私にとっての映画の原点はチャップリンにあったことに気づかされましたので・・・。

録画したまま今まで観ていなかったビデオです。
“アウアトテイクスに探るチャップリンの進化” “「独裁者」6分間演説の謎”の2部構成になっています。

導入部は、30年ほど前にイギリス・ロンドンでチャップリンの初期短編のアウトテイクス(未使用フィルム)400巻ほどが発見されたことから・・・。
彼は秘密主義でそれを燃やすように支持したところが、コレクターの手に渡り世界を転々として現在に至ったようです。
そのフィルムには、転ぶだけのシーンを何度も繰り返していたり、考えに考えて設定をまったく変更したり、と彼の完璧主義がわかるような様子が映っていました。
「移民」(1917年)で船が揺れるシーンは、カメラに振り子をつけて揺らしたという面白いエピソードも・・・。
このフィルムを観た人は世界で(この時点で)3人とのことでしたが、その1人が大野裕之さん。
以前に教育テレビの番組で観たことがありますが、こんな若い人がチャップリン研究家として未来に伝えていってくれるのかと思うと嬉しい限りです。
それにしても、世界にチャップリン研究家がたくさんいることにも驚かされました。

ナビゲーターは伊武雅刀さん、あの声で少々大仰かなとは思いましたが、何しろチャップリンを語るわけですから仕方が無かったかもしれません。
時代劇の斬られ役者福本清三さんが“さん”付けでチャップリンへの思いを語っていたのが印象的でした。

チャップリンがガンジーから「英国の機械による大量生産がインドの経済を支配し、人々を苦しめている。素朴な暮らしの中にこそ本当の幸せがある」と言われ、それが「モダンタイムス」へと繋がっていったようです。

「独裁者」の歴史に残るラストの演説シーン・・・
彼がヒットラーと同じ年齢(1889年4月生まれ)ということは知っていました。
同時代にあれだけの批判をしたことは凄いことだとは思っていましたが、細かいことは今回初めて知りました。
1933年ヒトラーが首相に就任した時には「モダンタイムス」を製作中で、その後ヨーロッパがナチスドイツに侵攻されていって、1940年6月にフランスが降伏させられた時、まさにその日にラストシーンの撮影が行われたようです。

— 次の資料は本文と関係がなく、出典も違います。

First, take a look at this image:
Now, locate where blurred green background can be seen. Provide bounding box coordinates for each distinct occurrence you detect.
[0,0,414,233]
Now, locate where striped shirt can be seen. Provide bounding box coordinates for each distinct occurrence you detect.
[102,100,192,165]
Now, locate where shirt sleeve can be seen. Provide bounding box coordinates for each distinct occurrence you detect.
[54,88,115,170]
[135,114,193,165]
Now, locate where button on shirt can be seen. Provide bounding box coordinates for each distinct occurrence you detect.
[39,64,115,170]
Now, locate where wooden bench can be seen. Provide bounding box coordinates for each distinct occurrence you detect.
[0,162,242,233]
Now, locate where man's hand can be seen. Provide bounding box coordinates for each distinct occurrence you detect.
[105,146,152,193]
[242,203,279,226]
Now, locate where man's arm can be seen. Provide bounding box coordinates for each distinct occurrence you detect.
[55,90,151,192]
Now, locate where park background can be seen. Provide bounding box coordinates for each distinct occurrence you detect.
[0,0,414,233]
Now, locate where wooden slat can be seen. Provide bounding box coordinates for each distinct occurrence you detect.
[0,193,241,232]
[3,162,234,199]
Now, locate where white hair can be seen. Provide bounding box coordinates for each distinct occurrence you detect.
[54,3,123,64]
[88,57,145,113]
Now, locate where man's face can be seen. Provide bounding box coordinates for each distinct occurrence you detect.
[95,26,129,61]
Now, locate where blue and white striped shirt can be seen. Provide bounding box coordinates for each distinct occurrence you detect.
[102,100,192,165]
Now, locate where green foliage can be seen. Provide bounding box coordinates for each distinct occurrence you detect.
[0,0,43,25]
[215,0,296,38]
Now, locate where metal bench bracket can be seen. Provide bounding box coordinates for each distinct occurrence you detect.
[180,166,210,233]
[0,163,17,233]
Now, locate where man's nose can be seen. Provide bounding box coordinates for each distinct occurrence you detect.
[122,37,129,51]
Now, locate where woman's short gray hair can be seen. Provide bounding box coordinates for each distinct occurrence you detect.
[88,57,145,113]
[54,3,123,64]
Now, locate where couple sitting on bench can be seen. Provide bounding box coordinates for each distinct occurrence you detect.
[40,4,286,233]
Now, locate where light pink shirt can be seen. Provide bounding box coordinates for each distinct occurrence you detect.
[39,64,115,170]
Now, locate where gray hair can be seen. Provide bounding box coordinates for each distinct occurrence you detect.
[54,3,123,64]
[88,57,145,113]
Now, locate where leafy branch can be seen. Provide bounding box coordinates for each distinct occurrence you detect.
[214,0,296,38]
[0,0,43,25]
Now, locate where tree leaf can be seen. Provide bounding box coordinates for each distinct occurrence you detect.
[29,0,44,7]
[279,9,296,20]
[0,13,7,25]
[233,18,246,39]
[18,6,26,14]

最初の台本は「兵士が武器を置いて踊る」となっていました。
「中国大陸では、日本軍が落下傘でおもちゃを落とす」というシーンもあったようです。
兵士がダンスを踊るシーンの撮影現場が、彼の兄(シドニー・チャップリン)の撮影したビデオ(それもカラーで)に残っていました。
スタッフに向かって怒っているシーンなどもあります。
結局彼は、作家のスタインベックなども参加した演説台本を採用しないで、そして築き上げたキャラクターも捨てて、彼自身の言葉で話すシーンを選んだのです。
アメリカのナチス支援団体や配給会社からのプレッシャーなどがありながらの決断だったようです。

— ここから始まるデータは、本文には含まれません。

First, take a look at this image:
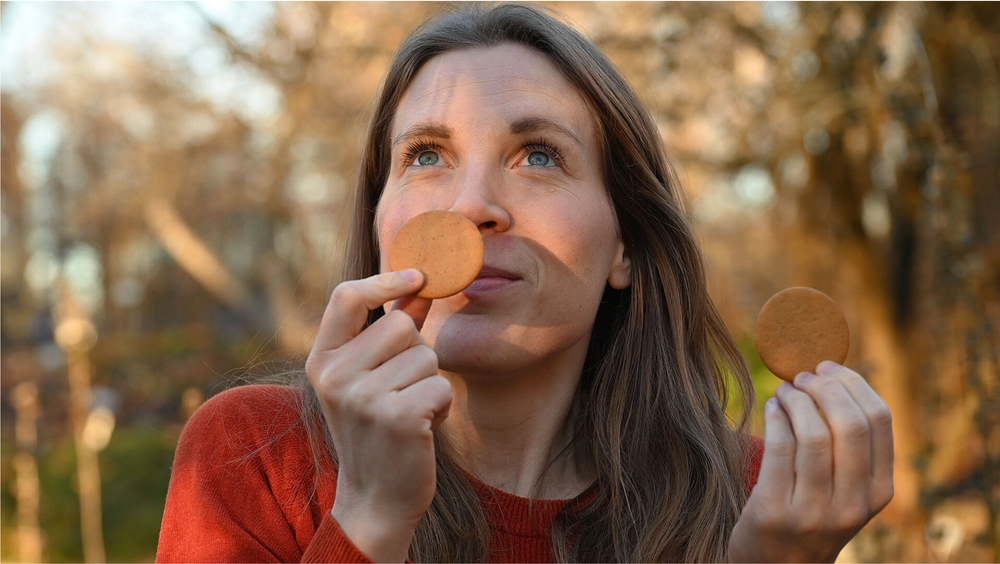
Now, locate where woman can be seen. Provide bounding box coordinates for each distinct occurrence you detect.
[158,5,892,561]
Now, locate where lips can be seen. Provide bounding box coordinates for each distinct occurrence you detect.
[462,265,521,296]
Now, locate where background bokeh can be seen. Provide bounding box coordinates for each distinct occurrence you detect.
[0,2,1000,562]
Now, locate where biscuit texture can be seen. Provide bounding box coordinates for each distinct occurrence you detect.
[754,287,851,382]
[389,211,484,299]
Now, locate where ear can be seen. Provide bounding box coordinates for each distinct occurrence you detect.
[608,241,632,290]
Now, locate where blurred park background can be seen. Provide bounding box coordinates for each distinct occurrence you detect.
[0,2,1000,562]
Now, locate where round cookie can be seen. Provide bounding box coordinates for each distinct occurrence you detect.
[754,287,851,382]
[389,211,484,299]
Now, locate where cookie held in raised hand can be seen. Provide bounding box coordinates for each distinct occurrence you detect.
[389,211,484,299]
[754,286,851,382]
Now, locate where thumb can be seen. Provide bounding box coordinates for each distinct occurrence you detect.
[392,274,434,331]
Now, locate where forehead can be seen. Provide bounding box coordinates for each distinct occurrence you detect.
[392,44,594,137]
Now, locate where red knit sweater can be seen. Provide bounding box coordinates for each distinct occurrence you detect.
[156,386,760,562]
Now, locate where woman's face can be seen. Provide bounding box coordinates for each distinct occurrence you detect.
[376,45,630,376]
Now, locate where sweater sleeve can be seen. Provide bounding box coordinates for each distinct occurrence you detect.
[156,386,371,562]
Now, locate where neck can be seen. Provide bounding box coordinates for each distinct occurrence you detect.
[441,354,592,499]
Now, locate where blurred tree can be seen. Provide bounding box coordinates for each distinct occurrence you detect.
[0,2,1000,561]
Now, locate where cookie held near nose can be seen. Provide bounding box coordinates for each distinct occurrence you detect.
[389,211,485,299]
[754,286,851,382]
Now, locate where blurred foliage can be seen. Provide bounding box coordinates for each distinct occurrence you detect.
[0,425,180,562]
[0,2,1000,561]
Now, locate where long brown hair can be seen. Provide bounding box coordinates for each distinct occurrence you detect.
[303,4,755,562]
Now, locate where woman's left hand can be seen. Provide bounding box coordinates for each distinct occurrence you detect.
[729,361,893,562]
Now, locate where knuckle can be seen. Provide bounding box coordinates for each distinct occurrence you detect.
[414,345,438,372]
[809,376,844,394]
[871,401,892,429]
[764,439,795,457]
[330,280,361,304]
[837,416,871,440]
[838,504,869,530]
[385,309,417,337]
[799,433,832,454]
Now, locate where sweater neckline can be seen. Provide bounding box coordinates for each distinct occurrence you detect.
[462,468,597,539]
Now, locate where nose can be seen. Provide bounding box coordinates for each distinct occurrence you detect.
[450,167,511,234]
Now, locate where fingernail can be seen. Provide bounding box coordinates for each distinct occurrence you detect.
[399,268,424,284]
[816,360,840,374]
[764,398,778,413]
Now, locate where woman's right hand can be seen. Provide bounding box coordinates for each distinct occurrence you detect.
[306,270,452,562]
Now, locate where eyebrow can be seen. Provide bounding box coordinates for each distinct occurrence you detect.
[510,116,584,147]
[392,116,584,147]
[392,123,451,147]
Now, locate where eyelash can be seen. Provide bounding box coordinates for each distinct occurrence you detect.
[401,137,565,166]
[402,139,441,167]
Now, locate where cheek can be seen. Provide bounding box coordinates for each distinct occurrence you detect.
[543,200,618,280]
[375,196,419,272]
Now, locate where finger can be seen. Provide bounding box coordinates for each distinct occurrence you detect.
[336,312,428,374]
[795,372,872,510]
[775,382,833,507]
[392,296,434,331]
[753,398,795,506]
[396,374,452,431]
[313,269,424,351]
[370,345,438,391]
[816,361,895,509]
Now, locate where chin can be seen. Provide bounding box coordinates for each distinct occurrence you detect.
[424,323,538,376]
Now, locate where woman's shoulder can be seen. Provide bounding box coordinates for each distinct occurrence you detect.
[181,384,312,462]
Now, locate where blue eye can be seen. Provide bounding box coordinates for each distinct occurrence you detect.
[417,151,441,166]
[528,151,552,166]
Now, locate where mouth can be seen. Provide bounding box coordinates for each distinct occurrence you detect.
[462,266,521,297]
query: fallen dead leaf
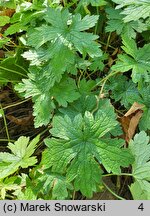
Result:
[119,102,144,143]
[124,102,144,116]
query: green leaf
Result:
[0,16,10,26]
[45,102,132,197]
[28,8,101,58]
[0,176,21,200]
[15,67,80,127]
[0,55,27,83]
[130,131,150,199]
[112,36,150,83]
[78,0,107,7]
[37,170,73,200]
[106,8,147,38]
[113,0,150,22]
[0,136,39,179]
[107,75,143,108]
[130,181,150,200]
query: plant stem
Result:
[3,98,31,110]
[103,182,125,200]
[0,104,10,142]
[103,173,133,177]
[0,66,28,78]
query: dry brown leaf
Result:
[119,102,144,143]
[124,102,144,117]
[6,114,33,126]
[127,110,143,142]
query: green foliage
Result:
[113,0,150,22]
[112,36,150,83]
[0,0,150,200]
[46,101,132,197]
[106,8,147,39]
[130,131,150,200]
[0,136,39,179]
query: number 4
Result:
[138,203,144,211]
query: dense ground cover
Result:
[0,0,150,200]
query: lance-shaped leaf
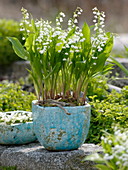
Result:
[7,37,29,60]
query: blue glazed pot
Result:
[32,101,91,151]
[0,122,36,145]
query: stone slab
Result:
[0,143,102,170]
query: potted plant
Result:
[8,7,113,150]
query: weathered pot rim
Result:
[32,100,91,109]
[0,121,33,127]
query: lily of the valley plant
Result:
[0,110,33,125]
[8,7,113,105]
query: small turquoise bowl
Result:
[0,111,36,145]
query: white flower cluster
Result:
[20,7,85,55]
[91,7,108,53]
[101,127,128,169]
[0,111,33,125]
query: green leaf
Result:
[104,32,113,53]
[82,22,91,44]
[45,62,61,79]
[7,37,29,60]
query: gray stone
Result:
[0,143,102,170]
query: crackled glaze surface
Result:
[0,122,36,145]
[32,101,90,150]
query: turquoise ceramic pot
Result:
[0,122,36,145]
[32,101,91,151]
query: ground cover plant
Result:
[85,126,128,170]
[0,82,36,112]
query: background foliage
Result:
[0,19,23,65]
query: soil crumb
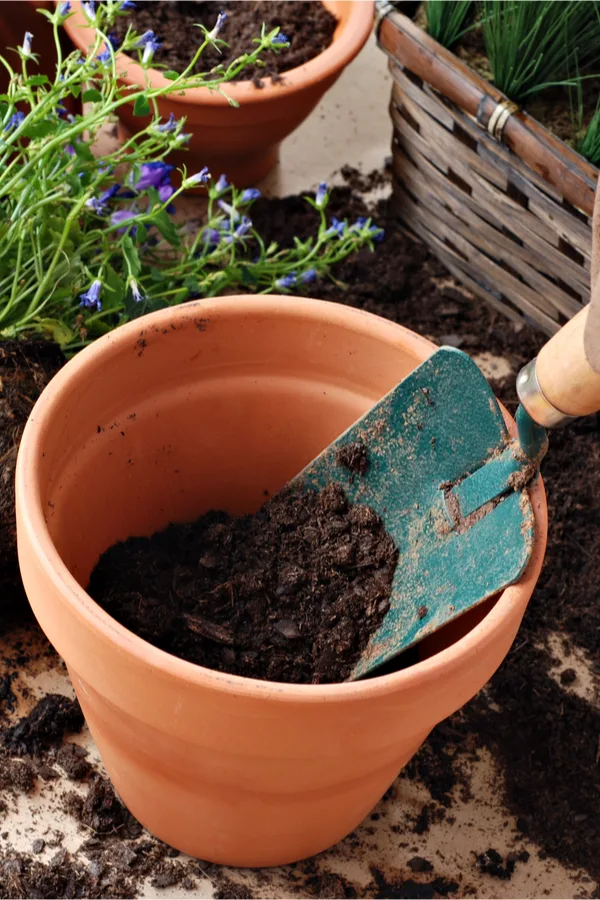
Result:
[0,694,84,755]
[115,0,337,87]
[89,485,398,684]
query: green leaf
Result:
[23,122,56,138]
[151,209,181,247]
[25,75,50,87]
[133,94,150,116]
[122,235,142,277]
[81,88,103,103]
[104,263,127,307]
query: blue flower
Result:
[300,269,317,284]
[202,228,221,247]
[21,31,33,56]
[142,40,162,66]
[81,0,96,22]
[234,216,252,238]
[134,161,173,191]
[325,216,346,237]
[135,31,156,48]
[96,44,112,62]
[315,181,327,209]
[217,200,240,222]
[275,272,296,288]
[183,166,210,188]
[239,188,261,203]
[156,113,177,134]
[129,276,146,303]
[208,12,227,41]
[79,279,102,312]
[2,112,25,131]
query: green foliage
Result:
[0,0,381,351]
[481,0,600,102]
[427,0,475,49]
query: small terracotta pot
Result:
[65,0,374,187]
[16,296,547,866]
[0,0,81,114]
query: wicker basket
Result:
[377,3,598,333]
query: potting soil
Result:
[110,0,337,88]
[0,170,600,898]
[88,485,398,684]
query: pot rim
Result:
[61,0,375,109]
[16,294,547,703]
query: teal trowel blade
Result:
[294,347,534,679]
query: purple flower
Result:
[300,269,317,284]
[208,12,227,41]
[96,44,112,63]
[156,113,177,134]
[275,272,296,288]
[81,0,96,22]
[134,161,173,191]
[21,31,33,56]
[85,197,105,216]
[129,277,146,303]
[202,228,221,247]
[142,40,162,66]
[315,181,327,209]
[135,31,156,48]
[2,112,25,131]
[183,166,210,188]
[110,209,136,234]
[234,216,252,238]
[217,200,240,222]
[79,279,102,312]
[240,188,260,203]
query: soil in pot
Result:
[115,0,337,87]
[0,341,65,630]
[88,486,398,684]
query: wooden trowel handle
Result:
[536,306,600,416]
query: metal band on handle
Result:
[487,100,519,141]
[517,359,577,428]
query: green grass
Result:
[480,0,600,102]
[427,0,474,49]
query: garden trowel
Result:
[293,306,600,680]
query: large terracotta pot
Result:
[17,296,546,866]
[65,0,374,187]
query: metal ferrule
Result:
[517,359,576,428]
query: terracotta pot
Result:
[17,296,547,866]
[0,0,81,114]
[65,0,374,187]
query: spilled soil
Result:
[0,171,600,898]
[115,0,337,88]
[88,486,398,684]
[0,341,64,632]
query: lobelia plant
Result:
[0,0,383,352]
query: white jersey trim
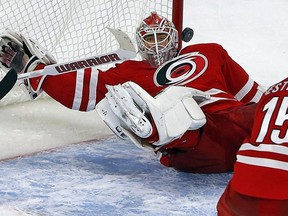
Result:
[239,143,288,156]
[237,143,288,171]
[86,67,99,111]
[72,69,84,110]
[237,155,288,171]
[234,77,254,101]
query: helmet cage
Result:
[136,13,178,67]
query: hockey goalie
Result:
[0,12,262,173]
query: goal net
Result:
[0,0,181,106]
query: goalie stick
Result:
[0,28,136,100]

完成した「独裁者」の評判は良くなく、大戦終了後も世情不安な時代に赤狩りなどで結局彼は追われるようにアメリカを後にします。
その後年月を経て、1972年のアカデミー賞特別賞受賞のニュースを観ることになります。
様々な思いのこもるハリウッド映画関係者の大きな拍手に迎えられ、嬉しそうに帽子を手品風に操ってみせる老いたチャップリンがいました。
亡くなったのがその5年後の1977年のクリスマスの日、88歳でした。
その日、偶然にも私は映画館で「放浪紳士チャーリー」(ドキュメンタリー映画)を観ていました。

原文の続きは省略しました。